About me
Hi, thanks for stopping by.
I am Zonglin Yang, a research scientist at MiroMind AI, where I work on LLMs for scientific discovery and large reasoning models.
Previously, I completed my Ph.D. at Nanyang Technological University supervised by Erik Cambria. I also worked closely with Soujanya Poria. Before NTU, I obtained my master’s degree from Cornell University, supervised by Claire Cardie and Xinya Du, and my bachelor’s degree at Huazhong University of Science and Technology, supervised by Xinggang Wang. I have interned at Microsoft Research in the NLC group mentored by Li Dong, and at MiroMind mentored by Lidong Bing. I was also a visiting student at Princeton University hosted by Mengdi Wang.
I try to focus on research questions that matter at a fundamental level, and to approach them with as much rigor and depth as I can. My goal is to make each new piece of research a little better than the last.

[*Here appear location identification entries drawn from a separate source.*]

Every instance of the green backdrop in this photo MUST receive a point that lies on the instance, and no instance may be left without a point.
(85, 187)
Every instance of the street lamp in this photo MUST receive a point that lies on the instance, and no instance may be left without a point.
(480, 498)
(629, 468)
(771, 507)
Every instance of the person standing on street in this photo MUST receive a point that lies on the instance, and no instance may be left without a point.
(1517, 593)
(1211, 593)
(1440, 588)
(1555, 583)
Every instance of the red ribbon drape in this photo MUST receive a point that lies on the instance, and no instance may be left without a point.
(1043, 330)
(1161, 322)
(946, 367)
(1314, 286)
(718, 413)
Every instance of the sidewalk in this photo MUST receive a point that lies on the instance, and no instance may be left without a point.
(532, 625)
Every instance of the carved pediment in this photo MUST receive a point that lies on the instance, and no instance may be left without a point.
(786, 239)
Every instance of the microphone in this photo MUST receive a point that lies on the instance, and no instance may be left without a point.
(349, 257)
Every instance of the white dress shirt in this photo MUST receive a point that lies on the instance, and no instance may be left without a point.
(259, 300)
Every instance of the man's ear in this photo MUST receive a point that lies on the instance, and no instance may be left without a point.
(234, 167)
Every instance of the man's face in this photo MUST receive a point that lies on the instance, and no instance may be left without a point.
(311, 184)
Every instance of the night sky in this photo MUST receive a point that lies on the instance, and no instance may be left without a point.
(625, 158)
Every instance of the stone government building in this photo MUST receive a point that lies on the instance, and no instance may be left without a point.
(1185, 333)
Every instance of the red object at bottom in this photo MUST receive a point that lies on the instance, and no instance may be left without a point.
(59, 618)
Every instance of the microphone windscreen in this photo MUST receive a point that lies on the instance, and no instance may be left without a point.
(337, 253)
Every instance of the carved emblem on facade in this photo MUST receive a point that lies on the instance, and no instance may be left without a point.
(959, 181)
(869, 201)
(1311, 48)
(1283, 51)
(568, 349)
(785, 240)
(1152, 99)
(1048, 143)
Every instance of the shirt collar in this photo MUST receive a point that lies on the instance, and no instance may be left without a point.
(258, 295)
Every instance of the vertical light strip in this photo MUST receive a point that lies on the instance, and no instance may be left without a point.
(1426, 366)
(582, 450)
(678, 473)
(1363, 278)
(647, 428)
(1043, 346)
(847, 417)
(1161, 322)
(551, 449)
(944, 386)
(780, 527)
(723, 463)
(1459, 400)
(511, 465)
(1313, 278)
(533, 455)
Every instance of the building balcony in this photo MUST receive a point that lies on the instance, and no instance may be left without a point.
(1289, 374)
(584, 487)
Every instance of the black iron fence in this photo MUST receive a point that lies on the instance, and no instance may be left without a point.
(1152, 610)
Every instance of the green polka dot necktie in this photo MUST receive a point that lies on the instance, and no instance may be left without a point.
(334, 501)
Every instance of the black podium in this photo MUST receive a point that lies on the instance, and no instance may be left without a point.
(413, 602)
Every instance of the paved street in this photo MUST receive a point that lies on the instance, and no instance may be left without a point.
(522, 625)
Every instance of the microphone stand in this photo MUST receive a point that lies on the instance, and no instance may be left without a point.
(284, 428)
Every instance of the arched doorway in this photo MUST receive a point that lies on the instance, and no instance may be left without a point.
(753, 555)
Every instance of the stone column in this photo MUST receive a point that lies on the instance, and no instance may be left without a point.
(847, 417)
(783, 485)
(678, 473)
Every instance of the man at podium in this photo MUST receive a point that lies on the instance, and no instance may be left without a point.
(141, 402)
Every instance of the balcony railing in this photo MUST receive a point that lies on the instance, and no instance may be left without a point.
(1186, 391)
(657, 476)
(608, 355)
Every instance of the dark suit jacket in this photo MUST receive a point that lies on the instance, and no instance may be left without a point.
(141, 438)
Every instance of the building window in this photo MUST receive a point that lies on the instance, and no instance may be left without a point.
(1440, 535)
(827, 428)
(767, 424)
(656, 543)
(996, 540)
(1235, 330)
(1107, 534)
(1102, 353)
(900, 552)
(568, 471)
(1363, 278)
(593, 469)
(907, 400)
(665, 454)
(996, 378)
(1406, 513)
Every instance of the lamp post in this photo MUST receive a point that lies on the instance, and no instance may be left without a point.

I am currently looking for interns to work on AI for Research. If you are interested, please send your CV to zonglin.yang@miromind.ai.
Research
My main research interest is LLMs for scientific discovery. Much of my work in this area centers on the MOOSE series. The following figure provides a structural overview of this research line, with arrows indicating major research connections such as conceptual influence, methodological borrowing, or task-enabling relationships.

Like the moose that ventures into uncharted wilderness, the MOOSE series explores the untamed landscape of scientific hypotheses to uncover hidden insights.
Below are the main works in this line and their contributions.
- MOOSE (ACL 2024)
- The first work to show that LLMs can generate novel and valid scientific hypotheses.
- MOOSE-Chem (ICLR 2025)
- Provides a mathematically grounded theoretical foundation for automated scientific hypothesis discovery.
- The first work to show that LLMs can rediscover the main innovations behind many research hypotheses published in Nature or Science.
- MOOSE-Chem2 (NeurIPS 2025)
- Introduces the task of fine-grained scientific hypothesis discovery, aiming to generate experimentally actionable hypotheses.
- Frames the task as an optimization problem, and proposes hierarchical heuristic search to theoretically smooth the optimization landscape and reach better local optima.
- MOOSE-Chem3
- Introduces the task of experiment-guided ranking, bridging automated scientific hypothesis discovery and experimental feedback.
- Proposes an experimental simulator that enables scalable research on experiment-guided ranking without relying on real wet-lab experiments.
- MOOSE-Star
- The first training recipe that enables tractable and scalable learning of P(hypothesis | research background).
- Provides an inference recipe that supports more scalable test-time inference for discovery.
- ResearchBench
- The first large-scale benchmark for evaluating LLMs with a sufficient set of sub-tasks of scientific discovery: inspiration retrieval, hypothesis composition, and hypothesis ranking.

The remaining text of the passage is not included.